To get more information about this or about Medicare Supplement plans, please visit our website or call us at 877.506.3378. You can also get a summary of this information on Medicare’s website at: What is the Welcome to Medicare Physical.

Going on Medicare – What You Need to Do

Going on Medicare, or turning 65, is one of the largest insurance-related transitions one can have in their life. There is a lot to consider and certainly a lot of information out there about Medicare insurance plans. If you’re like most people, you’ll be inundated with paperwork and solicitations leading up to your 65th birthday – everyone wants to be your friend when you are turning 65!
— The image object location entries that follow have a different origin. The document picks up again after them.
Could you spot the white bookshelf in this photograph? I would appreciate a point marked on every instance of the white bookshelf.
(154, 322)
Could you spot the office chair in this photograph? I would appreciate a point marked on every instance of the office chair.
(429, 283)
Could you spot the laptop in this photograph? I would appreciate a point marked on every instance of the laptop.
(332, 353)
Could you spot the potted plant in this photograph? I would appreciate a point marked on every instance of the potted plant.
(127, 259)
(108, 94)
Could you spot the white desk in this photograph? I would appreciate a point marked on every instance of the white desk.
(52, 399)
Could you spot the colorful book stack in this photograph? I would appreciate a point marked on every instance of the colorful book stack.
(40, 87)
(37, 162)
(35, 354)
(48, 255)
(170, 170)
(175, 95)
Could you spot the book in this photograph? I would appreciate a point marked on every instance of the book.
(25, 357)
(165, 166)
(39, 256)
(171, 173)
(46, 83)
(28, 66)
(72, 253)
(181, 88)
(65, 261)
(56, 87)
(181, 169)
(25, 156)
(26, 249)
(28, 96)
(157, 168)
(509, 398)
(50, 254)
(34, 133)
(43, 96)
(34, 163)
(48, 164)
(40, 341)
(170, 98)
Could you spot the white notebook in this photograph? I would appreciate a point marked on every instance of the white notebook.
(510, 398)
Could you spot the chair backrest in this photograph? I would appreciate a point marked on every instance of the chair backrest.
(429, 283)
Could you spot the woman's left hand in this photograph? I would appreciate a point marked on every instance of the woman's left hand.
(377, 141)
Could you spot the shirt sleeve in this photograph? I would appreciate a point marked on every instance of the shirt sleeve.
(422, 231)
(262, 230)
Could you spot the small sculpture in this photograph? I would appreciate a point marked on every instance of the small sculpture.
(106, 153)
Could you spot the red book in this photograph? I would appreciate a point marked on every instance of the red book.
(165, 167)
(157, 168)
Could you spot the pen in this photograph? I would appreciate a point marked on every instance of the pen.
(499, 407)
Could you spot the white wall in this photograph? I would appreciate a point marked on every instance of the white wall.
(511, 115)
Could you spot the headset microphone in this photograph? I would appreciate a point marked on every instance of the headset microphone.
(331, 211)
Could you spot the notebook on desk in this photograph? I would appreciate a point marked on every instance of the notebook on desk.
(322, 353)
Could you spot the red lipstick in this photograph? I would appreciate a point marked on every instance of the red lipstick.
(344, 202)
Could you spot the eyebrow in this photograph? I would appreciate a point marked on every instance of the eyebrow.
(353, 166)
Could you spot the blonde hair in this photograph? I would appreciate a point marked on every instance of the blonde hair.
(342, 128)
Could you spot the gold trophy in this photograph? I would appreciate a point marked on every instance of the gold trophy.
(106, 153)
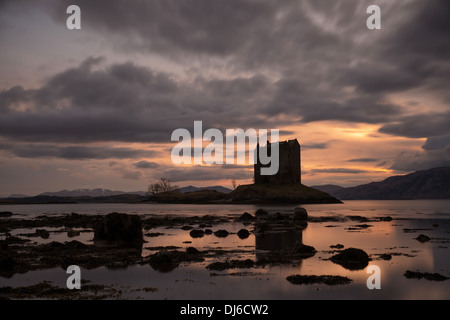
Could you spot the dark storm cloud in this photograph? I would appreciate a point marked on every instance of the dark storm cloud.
(146, 165)
(125, 102)
(436, 143)
(321, 145)
(303, 61)
(435, 153)
(364, 160)
(73, 152)
(420, 126)
(199, 173)
(427, 159)
(339, 170)
(200, 26)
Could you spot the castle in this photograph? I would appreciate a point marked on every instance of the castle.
(289, 167)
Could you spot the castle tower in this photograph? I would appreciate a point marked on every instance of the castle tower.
(289, 169)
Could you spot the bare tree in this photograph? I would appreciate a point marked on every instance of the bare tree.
(163, 185)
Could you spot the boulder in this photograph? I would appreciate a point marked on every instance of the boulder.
(192, 250)
(423, 238)
(304, 251)
(246, 216)
(221, 233)
(197, 233)
(300, 214)
(5, 214)
(243, 234)
(351, 259)
(44, 234)
(73, 233)
(261, 212)
(119, 228)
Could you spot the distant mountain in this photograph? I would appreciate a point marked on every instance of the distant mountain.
(192, 189)
(427, 184)
(328, 188)
(98, 192)
(18, 195)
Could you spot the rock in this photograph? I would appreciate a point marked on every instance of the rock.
(73, 233)
(5, 214)
(261, 212)
(219, 266)
(120, 228)
(163, 261)
(192, 250)
(423, 238)
(300, 214)
(304, 251)
(44, 234)
(243, 234)
(221, 233)
(277, 216)
(351, 259)
(197, 233)
(246, 216)
(385, 256)
(313, 279)
(425, 275)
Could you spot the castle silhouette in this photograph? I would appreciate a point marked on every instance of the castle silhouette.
(289, 164)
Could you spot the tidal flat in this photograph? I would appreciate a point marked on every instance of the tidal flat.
(230, 252)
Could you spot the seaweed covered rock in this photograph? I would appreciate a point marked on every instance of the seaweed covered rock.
(300, 214)
(120, 228)
(243, 234)
(351, 259)
(423, 238)
(221, 233)
(304, 250)
(261, 213)
(197, 233)
(246, 217)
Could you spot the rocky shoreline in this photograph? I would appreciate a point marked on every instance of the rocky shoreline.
(118, 242)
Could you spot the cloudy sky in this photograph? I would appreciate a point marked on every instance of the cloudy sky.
(96, 107)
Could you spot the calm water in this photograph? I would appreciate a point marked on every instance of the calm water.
(194, 281)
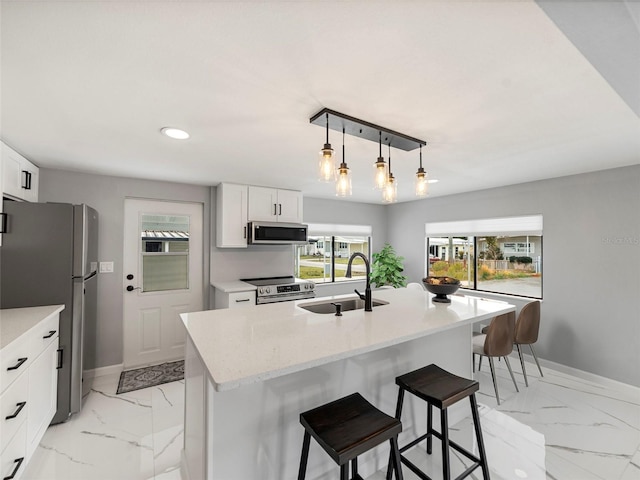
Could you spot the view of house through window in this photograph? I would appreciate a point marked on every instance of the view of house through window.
(325, 257)
(165, 252)
(510, 263)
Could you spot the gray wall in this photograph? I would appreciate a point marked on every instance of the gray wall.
(106, 194)
(591, 261)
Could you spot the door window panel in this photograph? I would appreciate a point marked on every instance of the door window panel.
(165, 252)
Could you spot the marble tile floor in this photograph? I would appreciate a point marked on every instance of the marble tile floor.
(561, 428)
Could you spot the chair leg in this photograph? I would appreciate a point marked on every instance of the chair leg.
(493, 376)
(344, 471)
(476, 424)
(302, 472)
(524, 369)
(444, 432)
(536, 359)
(429, 429)
(506, 360)
(398, 415)
(395, 454)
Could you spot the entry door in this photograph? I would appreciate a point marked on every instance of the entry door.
(163, 278)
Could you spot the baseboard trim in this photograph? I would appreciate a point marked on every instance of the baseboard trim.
(103, 371)
(588, 376)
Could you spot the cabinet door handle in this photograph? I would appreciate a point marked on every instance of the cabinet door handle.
(19, 364)
(17, 412)
(51, 334)
(18, 461)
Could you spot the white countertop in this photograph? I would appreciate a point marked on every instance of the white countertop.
(233, 287)
(246, 345)
(15, 322)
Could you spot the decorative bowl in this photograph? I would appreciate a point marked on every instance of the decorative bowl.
(441, 286)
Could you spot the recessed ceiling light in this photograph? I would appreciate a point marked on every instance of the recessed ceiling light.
(174, 133)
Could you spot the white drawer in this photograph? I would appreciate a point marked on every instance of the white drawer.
(12, 459)
(14, 360)
(13, 409)
(16, 357)
(242, 299)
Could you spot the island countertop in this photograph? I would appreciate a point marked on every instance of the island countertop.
(246, 345)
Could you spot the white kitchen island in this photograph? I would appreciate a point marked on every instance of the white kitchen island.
(250, 372)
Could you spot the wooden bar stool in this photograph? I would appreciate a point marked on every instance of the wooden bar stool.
(346, 428)
(442, 389)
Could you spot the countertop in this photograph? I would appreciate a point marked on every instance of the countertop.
(233, 287)
(246, 345)
(15, 322)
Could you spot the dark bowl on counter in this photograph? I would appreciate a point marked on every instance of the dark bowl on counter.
(441, 287)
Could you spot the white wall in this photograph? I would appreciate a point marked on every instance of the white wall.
(591, 261)
(106, 194)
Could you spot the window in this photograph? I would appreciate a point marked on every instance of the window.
(324, 259)
(496, 255)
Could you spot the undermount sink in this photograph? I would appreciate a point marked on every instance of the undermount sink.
(347, 304)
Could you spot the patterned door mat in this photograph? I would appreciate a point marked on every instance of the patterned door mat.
(150, 376)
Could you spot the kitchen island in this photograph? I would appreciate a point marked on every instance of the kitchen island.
(250, 372)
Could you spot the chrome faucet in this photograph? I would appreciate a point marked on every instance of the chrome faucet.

Here are the five most important things to know when you turning 65 that will make that transition an easy one:

  1. First of all, in most cases, you’ll be enrolled automatically in Medicare A & B. Typically, Medicare sends you a red, white, and blue Medicare card 2-3 months before your 65th birthday. Medicare is always active on the first day of the month you turn 65 (unless your birthday is the 1st day of a month, in which case Medicare starts the 1st day of the preceding month).
  2. Medicare A & B provide good coverage, but there are some “gaps” in Medicare, which is why the majority of people have some other type of coverage – i.e. Medicare Supplements or Medicare Advantage. The “gaps” in Medicare are a couple of Medicare deductibles (Part A deductible = $1,132 and Part B deductible = $162), as well as an unlimited 20% that you are responsible for if you have only Medicare.
  3. There are two types of Medicare insurance plans and they work very differently. It is important to understand the differences. Medicare Supplement plans work with Medicare and pay AFTER Medicare pays. Medicare Advantage plans replace Medicare and pay INSTEAD of Medicare. Coverage varies greatly with these plans.
  4. Medicare Supplement plans are standardized – that is, each company is required to offer the same standard plans, so comparing them is easy to do and is a function of price and company rating. Medicare Advantage plans have a system of co-pays and deductibles that can vary considerably from one company to another. These plans are more difficult to compare because of this, as well as the added factor of having networks (Medicare Supplement plans can be used at anywhere nationwide).
  5. No matter who it is, it is to your advantage (and at no cost to you) to use a Medicare insurance broker, who can explain both types of plans and help you compare the options in an unbiased, centralized place.

To get more information about turning 65 or going on Medicare, you can view Medicare Supplement Insurance. To get quotes and comparisons for Medicare plans in your area, go to Medicare-Supplement.US.